Draggled, hatless, dirty, infinitely weary, at last he reached Zerkovitch's house at the corner where the boulevard and the Street of the Fountain meet. He opened the garden gate and walked in. Spent as he was, he breathed a "Bravo!" when he saw a light burning in the hall. He staggered on, rang the bell, and fairly fell in a lump outside the door.

He had done well; he, a man of peace, busy with clothes—he had done well that night! But he was finished. When Zerkovitch opened the door, he found little more than a heap of dank and dirty raiment; he hauled it in and shut the door. He supported Lepage into the study, sat him down by the fire, and got brandy for him to drink, pouring out full half a tumbler. Lepage took it and drank the better part of it at a gulp.

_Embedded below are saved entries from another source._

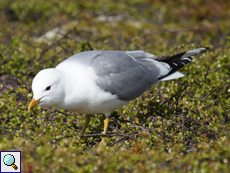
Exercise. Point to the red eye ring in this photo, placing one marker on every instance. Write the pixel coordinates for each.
(48, 88)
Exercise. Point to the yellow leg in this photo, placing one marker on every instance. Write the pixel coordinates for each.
(87, 120)
(106, 125)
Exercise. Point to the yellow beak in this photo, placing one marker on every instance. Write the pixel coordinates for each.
(32, 104)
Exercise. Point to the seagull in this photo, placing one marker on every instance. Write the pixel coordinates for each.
(100, 81)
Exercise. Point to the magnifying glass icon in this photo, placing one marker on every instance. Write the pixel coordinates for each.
(9, 160)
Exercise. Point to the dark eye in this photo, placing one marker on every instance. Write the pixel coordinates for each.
(48, 88)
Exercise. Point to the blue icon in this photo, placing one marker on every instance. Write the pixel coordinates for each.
(9, 160)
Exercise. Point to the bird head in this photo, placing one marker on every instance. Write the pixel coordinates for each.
(47, 89)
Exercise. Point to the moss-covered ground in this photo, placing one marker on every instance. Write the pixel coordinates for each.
(176, 126)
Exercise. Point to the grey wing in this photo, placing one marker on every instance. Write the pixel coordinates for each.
(124, 76)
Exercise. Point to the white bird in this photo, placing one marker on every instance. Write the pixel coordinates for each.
(102, 81)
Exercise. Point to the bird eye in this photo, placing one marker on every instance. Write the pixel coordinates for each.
(48, 88)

"The King died at five o'clock, Monsieur Zerkovitch," he said. He drank the rest, let the tumbler fall with a crash in the fender, buried his head on his breast, and fell into blank unconsciousness.

He was out of the battle—as much as Markart, who slept the clock round in spite of Stenovics's shakings and Dr. Natcheff's rubbings and stimulants. But he had done his part. It was for Zerkovitch to do his now.

The King had died at five o'clock? It was certainly odd, that story, because Zerkovitch had just returned from the offices of The Patriot; and, immediately before he left, he had sent down to the foreman-printer an official communiqué, to be inserted in his paper. It was to the effect that Captain Mistitch and a guard of honor of fifty men would leave Slavna next morning at seven o'clock for Dobra va, to be in readiness to receive the King, who had made magnificent progress, and was about to proceed to his country seat to complete his convalescence.

Captain Mistitch and a guard of honor for Dobrava! Zerkovitch decided that he would, if possible, ride ahead of them to Dobrava—that is, part of the way. But first he called his old housekeeper and told her to put Lepage to bed.

"Don't worry about anything he says. He's raving," he added thoughtfully.

But poor Lepage raved no more that night. He did not speak again till all was over. He had done his part.

At five o'clock in the morning, Zerkovitch left Slavna, hidden under a sack in a carrier's cart. He obtained a horse at a high price from a farmer three miles along the road, and thence set out for the Castle at his best speed. At six, Captain Mistitch, charged with Stafnitz's careful instructions, set out with his guard of honor along the same road—going to Dobrava to await the arrival of the King, who lay dead in the Palace on the Krath!

But since they started at six, and not at seven, as the official communiqué led Zerkovitch to suppose, he had an hour less to spare than he thought. Moreover, they went not fifty strong, but one hundred.

These two changes—of the hour and the force—were made as soon as Stenovics and Stafnitz learned of Lepage's escape. A large force and a midnight march would have aroused suspicion in Slavna. The General did what he could safely do to meet the danger which the escape suggested—the danger that news of the King's death might be carried to Praslok before Mistitch and his escort got there.